The mapping of global to local addresses is only needed for determining whether a copy of a newly imported graph structure already exists on that PE. In this case, the less evaluated version of the graph will become an indirection to the further evaluated version. This avoids duplicating data that might have been imported via different PEs (one exception of this rule is discussed in the following paragraph). The decision of ``globalising'' both normal forms and thunks, i.e. generating GAs for both, reduces the total memory consumption in the system. However, it increases packing costs and the size of the packet which is sent. In Section we will measure different globalisation schemes.
An important feature of GUM is the independent local garbage collection on each PE. In order to enable global garbage collection weighted reference counting on GAs is used [Bevan]. Whenever a new reference to a globally visible closure is created, it receives half the weight from the original reference. When during local garbage collection a reference to a remote closure is freed, the weight of that reference is added to the reference maintained in the GIT. Once a GA contains the maximal weight, there are no more remote references to this closure and it can be removed from the GIT.

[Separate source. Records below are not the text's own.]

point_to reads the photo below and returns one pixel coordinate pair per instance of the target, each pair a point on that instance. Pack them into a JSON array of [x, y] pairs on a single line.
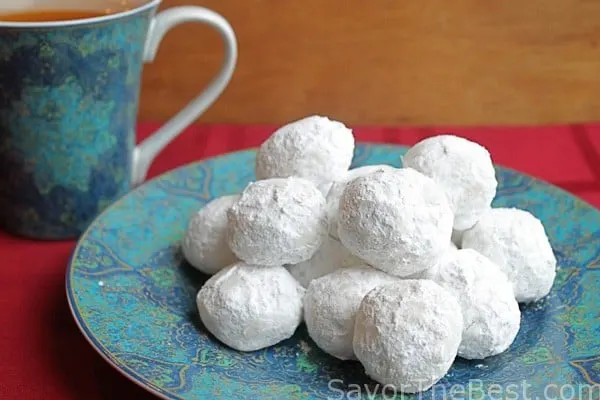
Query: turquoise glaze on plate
[[133, 297]]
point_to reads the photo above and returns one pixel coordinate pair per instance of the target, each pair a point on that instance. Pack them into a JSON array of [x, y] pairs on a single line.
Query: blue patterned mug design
[[69, 95]]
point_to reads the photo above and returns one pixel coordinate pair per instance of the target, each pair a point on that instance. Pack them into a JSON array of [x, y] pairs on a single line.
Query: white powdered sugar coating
[[398, 221], [315, 148], [337, 188], [331, 255], [205, 245], [277, 221], [407, 334], [249, 308], [491, 315], [463, 168], [330, 306], [516, 241]]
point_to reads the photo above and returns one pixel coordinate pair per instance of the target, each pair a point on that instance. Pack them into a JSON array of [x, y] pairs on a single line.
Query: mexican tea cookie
[[204, 245], [407, 334], [330, 306], [249, 308], [315, 148], [277, 221], [516, 241], [331, 255], [463, 168], [457, 238], [398, 221], [491, 315], [337, 188]]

When the weight of the GA becomes one, it can no longer be split. In this case a new GA has to be allocated, with both GAs referring to the same closure. The new GA will be used for further splitting of weights if necessary. However, since the GAs are different now, it is no longer possible to determine that they refer to the same local object and sharing is lost in this case.
While GRIP was designed for a low-latency machine, using low-overhead, synchronous, single-closure communication, GUM was designed for a generic distributed-memory machine. In order to reduce the total amount of communication and to permit latency hiding, i.e. overlapping communication with computation, GUM uses asynchronous, bulk communication, as shown in Figure . The packing scheme determines how much of the graph structure to put into a communication packet. By default GUM uses full subgraph packing, limited by the fixed packet size, i.e. when a graph is larger than the packet size only the initial portion of the graph is sent. In Section we will measure different packing schemes.
The packing algorithm traverses the graph in a breadth-first fashion. For each closure a new GA is allocated, if it does not already have one. When packing the closure itself, thunks and normal-forms have to be treated differently. In order to avoid the duplication of work, thunks are never copied but moved between processors. Therefore, the original thunk is replaced with a ``revertible black hole''. Should other threads demand the value before the transfer is complete they will be blocked. Normal-forms on the other hand can be freely copied.
On the receiver side, the graph is unpacked, checking for the presence of other copies of the imported closures in order to maintain sharing. For thunks new GAs are allocated, which determine the location of the closure. After unpacking the whole graph a mapping of old to new GAs is transmitted to the sender, which then replaces all revertible black holes with global indirections to the new GAs, and the old GAs become garbage. Figure summarises the transfer of graph structures in GUM.